Monday, Nov. 27, 1939

Information, Please

Humpty France and Dumpty Germany continued sitting on their walls last week. Neither had a great fall and neither required more horses or men. The French did some digging in and dragged up some heavy artillery back of Perl at their supposedly "weak" corner by the Luxembourg frontier, where the right flank of a German assault would be protected by neutral territory. They sent about 1,000 men charging up a hill southwest of Pirmasens beside the Hornbach salient, but the Germans counterattacked and the French, after using planes to strafe their assailants for the first time in this war, marched down again. The Germans did some fairly heavy shelling farther east in the Wissembourg sector, to which the French replied in kind. On the Rhine frontier, the French tried some heavy machine-gunning across the river at Kehl. The Germans replied but no one tried to cross the river.

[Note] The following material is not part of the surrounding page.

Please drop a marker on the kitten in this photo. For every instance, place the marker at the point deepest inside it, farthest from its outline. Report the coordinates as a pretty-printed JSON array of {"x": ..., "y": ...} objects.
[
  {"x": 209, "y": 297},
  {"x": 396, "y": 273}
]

Continued quiet in the ticklish Forbach salient, overlooking the ghost industrial city of Saarbruecken, led observers to guess that the German onslaught there last month, which for a time had the French defenders entirely cut off from support and supplies (TIME, Nov. 13), was a typical German "information" offensive, designed to find out what the French command will do in given circumstances rather than to take an objective now. Before the great Ludendorff push of 1918, the Germans conducted innumerable attacks of inquiry, compiled a thorough textbook on the behavior of various generals commanding various parts of the Allied line. They learned, for example, that General Gough's army was disposed strongly in its forward or battle zone, but weakly in the rear; that Lieut. General Butler's forces were organized with most of their strength to the left; that the British Buffs of the 18th Division were organized around a quarry. When the big push came, each of these positions received special treatment; Gough a tremendous bombardment just behind his battle line, cutting off his rear completely; Butler, an enveloping attack; the Buffs' quarry, a blasting from field guns brought right into the German front line. So may it go at Forbach, Hornbach, Wissembourg, et al., if & when Adolf Hitler decides to push--or his generals let him.